Calcitonin has a bone sparing effect. Because calcitonin ensures the absorption of calcium from the blood to the bones, the bones become stronger. This reduces the chance of getting osteoporosis.
Imbalance
Finally, the use of aromatising products should be limited and if these are going to be used an AI as opposed to an SERM is a much better solution for managing estrogen levels on cycle. For those who insist on using tamoxifen during PCT it is important this is combined with an AI to help mitigate against the prospect of rebound gyno which could potentially occur with tamoxifen use.
Cakan et al 2009: It was the aim of this study to investigate the effect of a low testosterone/estradiol (T/E2) ratio and the normalization of this ratio by an aromatase inhibitor, anastrozole, on the treatment results of tamoxifen citrate (TAM) in idiopathic oligoasthenoteratozoospermic patients with a normal T/E2 ratio.
Results: A significant decrease in the T/E2 ratio was seen in the majority of the patients during tamoxifen treatment. Normalization of this ratio by addition of anastrozole to the treatment regimen improved the treatment outcomes. However, a placebo-controlled study is needed to confirm our results.
Finally can we use a small dose of testosterone with tamoxifen?
Adamopoulos et al 1997 evaluated the effects of combined tamoxifen citrate and testosterone undecanoate treatment on seminal parameters in men with idiopathic oligozoospermia.
Eighty oligozoospermic men were randomized to receive placebo, T undecanoate (40 mg three times per day), tamoxifen citrate (10 mg two times per day), or T undecanoate plus tamoxifen citrate.

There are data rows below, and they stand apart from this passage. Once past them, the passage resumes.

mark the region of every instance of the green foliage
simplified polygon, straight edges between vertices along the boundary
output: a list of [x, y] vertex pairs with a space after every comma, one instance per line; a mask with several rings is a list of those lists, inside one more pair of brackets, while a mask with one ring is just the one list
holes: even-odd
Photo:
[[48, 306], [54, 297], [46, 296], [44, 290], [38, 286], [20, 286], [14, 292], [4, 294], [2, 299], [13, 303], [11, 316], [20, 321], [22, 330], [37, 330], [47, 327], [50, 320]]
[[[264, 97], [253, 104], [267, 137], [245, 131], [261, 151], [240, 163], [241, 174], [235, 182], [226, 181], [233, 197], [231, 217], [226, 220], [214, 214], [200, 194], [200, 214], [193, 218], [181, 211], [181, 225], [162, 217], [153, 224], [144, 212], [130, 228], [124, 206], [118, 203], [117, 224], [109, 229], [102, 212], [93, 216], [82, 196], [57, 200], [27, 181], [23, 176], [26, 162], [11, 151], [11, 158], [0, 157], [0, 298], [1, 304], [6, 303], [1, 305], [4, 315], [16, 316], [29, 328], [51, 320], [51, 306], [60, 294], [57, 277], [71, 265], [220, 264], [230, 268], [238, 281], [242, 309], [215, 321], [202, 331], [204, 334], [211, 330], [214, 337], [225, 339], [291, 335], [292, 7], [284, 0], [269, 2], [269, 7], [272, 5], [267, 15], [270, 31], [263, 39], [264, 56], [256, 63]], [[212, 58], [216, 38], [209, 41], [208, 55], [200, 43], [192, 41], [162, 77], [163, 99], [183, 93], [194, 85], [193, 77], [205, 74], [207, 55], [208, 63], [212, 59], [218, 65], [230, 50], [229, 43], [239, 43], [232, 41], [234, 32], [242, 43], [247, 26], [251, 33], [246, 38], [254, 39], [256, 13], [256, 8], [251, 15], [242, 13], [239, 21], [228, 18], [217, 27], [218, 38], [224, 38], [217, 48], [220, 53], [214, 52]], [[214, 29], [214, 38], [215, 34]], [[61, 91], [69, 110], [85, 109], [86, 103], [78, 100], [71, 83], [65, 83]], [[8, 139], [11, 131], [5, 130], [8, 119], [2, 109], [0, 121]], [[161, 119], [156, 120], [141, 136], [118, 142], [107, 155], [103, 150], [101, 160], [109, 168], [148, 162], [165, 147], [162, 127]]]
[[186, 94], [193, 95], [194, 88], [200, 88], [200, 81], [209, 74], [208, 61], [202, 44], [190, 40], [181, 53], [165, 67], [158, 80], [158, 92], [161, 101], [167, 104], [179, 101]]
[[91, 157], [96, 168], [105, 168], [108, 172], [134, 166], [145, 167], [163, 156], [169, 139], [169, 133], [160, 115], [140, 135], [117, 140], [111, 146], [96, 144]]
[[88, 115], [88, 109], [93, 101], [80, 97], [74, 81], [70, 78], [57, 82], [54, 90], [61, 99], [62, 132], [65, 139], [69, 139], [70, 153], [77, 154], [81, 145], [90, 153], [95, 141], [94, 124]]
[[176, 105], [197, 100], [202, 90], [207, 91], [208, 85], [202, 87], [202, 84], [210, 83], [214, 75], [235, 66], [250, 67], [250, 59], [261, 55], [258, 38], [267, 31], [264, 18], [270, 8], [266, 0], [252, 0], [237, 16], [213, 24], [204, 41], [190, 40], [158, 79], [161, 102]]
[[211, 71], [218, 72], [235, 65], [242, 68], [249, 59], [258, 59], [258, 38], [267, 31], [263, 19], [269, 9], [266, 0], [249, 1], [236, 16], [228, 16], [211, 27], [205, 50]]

In the bottom row you can see that the combination of Andriol and tamoxifen not only results in a higher testosterone level, but also in more FSH. So it is possible: to take androgens and at the same time stimulate the pituitary and the testes to produce more testosterone
.When a cycle of steroids is taken the testes usually shrink in size. But during this trial the volume of the testes actually increased. The men also produced more sperm as a result of the treatment, and the combination of Andriol and tamoxifen was most effective.
Now, an oral dose of 120 mg of testosterone-undecanoate is of little interest to bodybuilders. But maybe it's also possible to keep the axis up if instead of taking Andriol you take a more effective anabolic steroid, that places relatively little pressure on the axis. Say, stanozolol, mesterolone or oxandrolone.